The ventricular systole consists of the contraction of the ventricles and flow of blood into the circulatory system. Again, once all the blood empties from the ventricles, the pulmonary and aortic semilunar valves close. Finally complete cardiac diastole involves relaxation of the atria and ventricles in preparation for refilling with circulating blood.
Regulation of the cardiac cycle
Cardiac muscle is self-exciting. This is in contrast with skeletal muscle, which requires either conscious or reflex nervous stimuli. The heart's rhythmic contractions occur spontaneously, although the frequency or heart rate can be changed by nervous or hormonal influences such as exercise or the perception of danger.
The rhythmic sequence of contractions is coordinated by the sinoatrial and atrioventricular nodes. The sinoatrial node, often known as the cardiac pacemaker, is located in the upper wall of the right atrium and is responsible for the wave of electrical stimulation (See action potential) that initiates atria contraction. Once the wave reaches the atrioventricular node, situated in the lower right atrium, it is conducted through the bundles of His and causes contraction of the ventricles. The time taken for the wave to reach this node from the sinoatrial nerve creates a delay between contraction of the two chambers and ensures that each contraction is coordinated simultaneously throughout all of the heart. In the event of severe pathology, the Purkinje fibers can also act as a pacemaker; this is usually not the case because their rate of spontaneous firing is considerably lower than that of the other pacemakers and hence is overridden.
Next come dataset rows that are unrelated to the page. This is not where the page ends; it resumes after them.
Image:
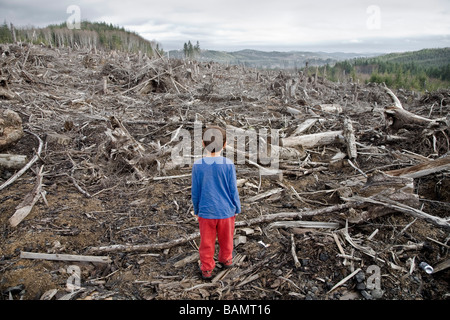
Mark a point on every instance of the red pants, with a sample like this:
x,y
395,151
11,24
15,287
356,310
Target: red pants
x,y
223,229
Other physiological functions
The heart also secretes ANF (atrial natriuretic factor), a powerful peptide hormone, that affects the blood vessels, the adrenal glands, the kidneys and the regulatory regions of the brain to regulate blood pressure and volume.
Diseases and Treatments
The study of diseases of the heart is known as cardiology. Important diseases of the heart include:
* Coronary heart disease is the lack of oxygen supply to the heart muscle; it can cause severe pain and discomfort known as Angina.
* A heart attack occurs when heart muscle cells die because blood circulation to a part of the heart is interrupted.
* Congestive heart failure is the gradual loss of pumping power of the heart.
* Endocarditis and myocarditis are inflammations of the heart.
* Cardiac arrhythmia is an irregularity in the heartbeat. It is sometimes treated by implanting an artificial pacemaker
* Congenital heart defects.
*If a coronary artery is blocked or narrowed, the problem spot can be bypassed with coronary artery bypass surgery or it can be widened with angioplasty.
Beta-blockers are drugs that lower the heart rate and blood pressure and reduce the heart's oxygen requirements. Nitroglycerin and other compounds that give off nitric oxide are used to treat heart disease as they cause the dilation of coronary vessels.